I should probably preface this post by noting that Virginia Woolf is one of my Very Favorite Authors. I’m a huge fan. But 50 pages into Jacob’s Room, I was bored to tears. I even read a few reviews on Goodreads to help figure out if the story would ever start. The answer is no.
That’s the thing with Jacob’s Room: there’s really not much of a story. It’s generally about the life of a young man named Jacob, but it’s mostly told by people around him, and even then, he’s only on the fringes. It starts when he’s a child, his father has died, and his mother finds him irritating. And so on. There’s not really a plot.

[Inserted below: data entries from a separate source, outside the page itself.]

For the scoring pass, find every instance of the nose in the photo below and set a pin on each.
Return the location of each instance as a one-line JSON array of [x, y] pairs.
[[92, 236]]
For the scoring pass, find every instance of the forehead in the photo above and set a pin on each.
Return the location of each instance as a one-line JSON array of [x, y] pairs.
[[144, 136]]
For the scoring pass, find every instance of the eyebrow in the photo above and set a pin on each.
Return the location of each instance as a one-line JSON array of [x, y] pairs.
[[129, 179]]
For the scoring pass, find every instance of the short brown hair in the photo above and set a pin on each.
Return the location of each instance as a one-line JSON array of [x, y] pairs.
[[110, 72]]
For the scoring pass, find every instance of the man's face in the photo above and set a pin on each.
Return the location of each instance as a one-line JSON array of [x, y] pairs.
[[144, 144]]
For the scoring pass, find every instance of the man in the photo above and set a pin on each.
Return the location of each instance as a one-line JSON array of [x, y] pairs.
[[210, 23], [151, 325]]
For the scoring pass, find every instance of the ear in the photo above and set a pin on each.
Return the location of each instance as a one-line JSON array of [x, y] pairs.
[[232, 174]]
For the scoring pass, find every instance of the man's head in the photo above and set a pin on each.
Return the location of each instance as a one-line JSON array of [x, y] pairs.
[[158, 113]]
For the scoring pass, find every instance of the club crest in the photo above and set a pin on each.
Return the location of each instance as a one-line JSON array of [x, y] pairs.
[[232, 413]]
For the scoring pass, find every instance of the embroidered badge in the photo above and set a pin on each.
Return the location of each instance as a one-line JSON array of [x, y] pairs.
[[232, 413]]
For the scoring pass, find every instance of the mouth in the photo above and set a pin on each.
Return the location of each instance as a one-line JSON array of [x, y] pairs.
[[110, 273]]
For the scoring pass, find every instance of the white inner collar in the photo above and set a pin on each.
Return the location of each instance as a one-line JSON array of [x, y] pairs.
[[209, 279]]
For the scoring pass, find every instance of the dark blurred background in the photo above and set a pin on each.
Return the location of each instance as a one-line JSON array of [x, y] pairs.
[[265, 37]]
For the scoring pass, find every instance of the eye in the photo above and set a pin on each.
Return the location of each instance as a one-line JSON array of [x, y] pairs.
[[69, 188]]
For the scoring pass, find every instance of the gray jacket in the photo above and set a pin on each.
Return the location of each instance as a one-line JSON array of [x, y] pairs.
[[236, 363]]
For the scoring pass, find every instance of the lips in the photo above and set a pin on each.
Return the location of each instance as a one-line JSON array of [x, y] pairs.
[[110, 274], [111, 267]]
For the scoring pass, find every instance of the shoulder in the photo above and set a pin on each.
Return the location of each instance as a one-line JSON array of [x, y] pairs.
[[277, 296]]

What I did figure out from the Goodreads reviews (and our old friend Wikipedia) is that this is Woolf’s third novel, and it’s experimental. Not that that’s a bad thing: The Autumn of the Patriarch is most certainly experimental, and it’s one of the best books I’ve read this year. It’s fantastic. And wouldn’t you call The Sound and the Fury experimental, with its weirdo stream-of-consciousness-I-can-only-half-understand going on for the first quarter of the book? Experimental is interesting! Except when there’s so much experimenting that the story is totally forgotten. It’s kind of in the style of To The Lighthouse, which is fantastic, but minus the story. It’s nothing like Orlando, which I read fairly recently.
And that’s all I really have to say about Jacob’s Room. I didn’t like it because it was so boring. The language is especially beautiful, though, so if you’re willing to trade story for style, by all means, jump in. I’ll stick with all of the other Woolf novels I’ve read and loved – you know, the ones with plots.